The Dita factory, which before the Bosnian 1992-95 war made detergents used in households up and down the former socialist Yugoslavia, today stands idle after a failed privatization by a local tycoon. The plant is guarded around the clock by its workers who fear the owner might sell off the machinery.

The 77-year-old Redgrave, an Academy Award winner known as an advocate for the rights of workers, said the film, which she co-produced, shed light on a situation affecting not only Bosnia but much of the planet.

"It is an example of workers who suffered through privatizations that have wrecked and destroyed the economy, the European one," Redgrave told reporters in Sarajevo.

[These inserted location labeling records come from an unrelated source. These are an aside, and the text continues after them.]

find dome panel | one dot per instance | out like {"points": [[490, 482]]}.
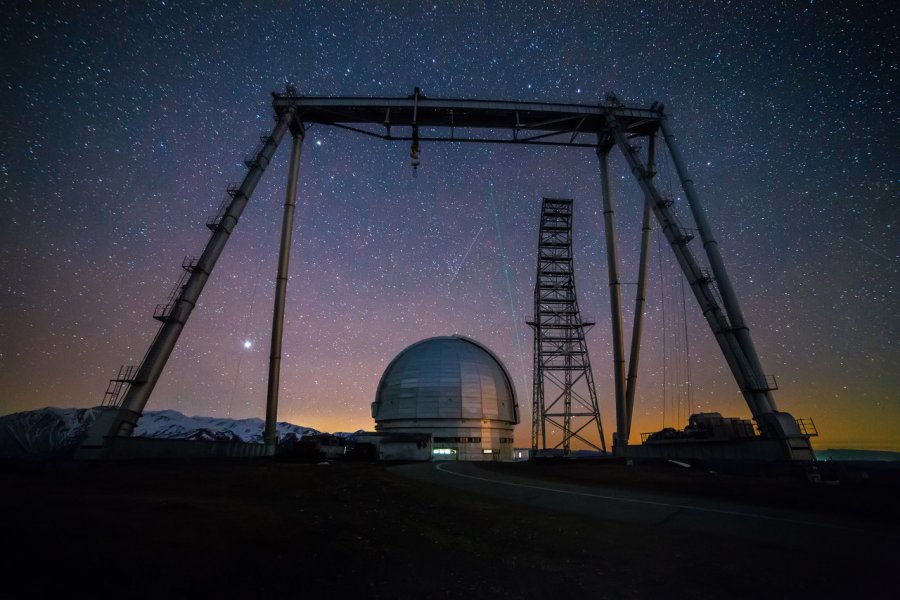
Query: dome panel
{"points": [[445, 378]]}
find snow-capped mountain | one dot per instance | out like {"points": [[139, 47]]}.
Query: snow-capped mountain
{"points": [[58, 431]]}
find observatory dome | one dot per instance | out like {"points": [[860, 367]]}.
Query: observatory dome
{"points": [[455, 389]]}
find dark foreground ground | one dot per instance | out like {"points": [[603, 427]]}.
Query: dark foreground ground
{"points": [[264, 528]]}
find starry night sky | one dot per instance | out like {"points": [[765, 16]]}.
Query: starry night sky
{"points": [[124, 122]]}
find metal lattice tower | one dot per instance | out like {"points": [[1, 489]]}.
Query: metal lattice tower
{"points": [[564, 392]]}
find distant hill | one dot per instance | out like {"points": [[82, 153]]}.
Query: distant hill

Almost as well-known for her left-wing activism as for her acting accolades, Redgrave stood for parliament as a candidate for the Workers Revolutionary Party in the 1970s and launched the Peace and Progress Party to promote human rights in 2004.

The protest by Dita workers in February ignited the worst civil unrest in Bosnia since the war, driven by simmering anger over unemployment and the shortcomings of an unwieldy system of ethnic power-sharing that has kept the peace since 1995. Rioters set fire to government buildings in several cities.

"Social justice is something people everywhere are crying for and rallying for it, organizing for it, and are determined to restore social justice," Redgrave said. She also pledged to raise funds and engage a team of lawyers to help Dita workers.

Redgrave's son, Carlo Nero, who directed the film, said the project tries "to inspire questions and provoke a thought process".

"We hope it goes beyond this screening... but that dialogue can open up with activists involved in recent protests, with all layers ... of society, regardless of who they are and where they come from," said Nero.

Anger is high over the perceived corruption and aloofness of elected leaders in the country of 3.8 million people, which will hold presidential and parliamentary elections on Oct. 12.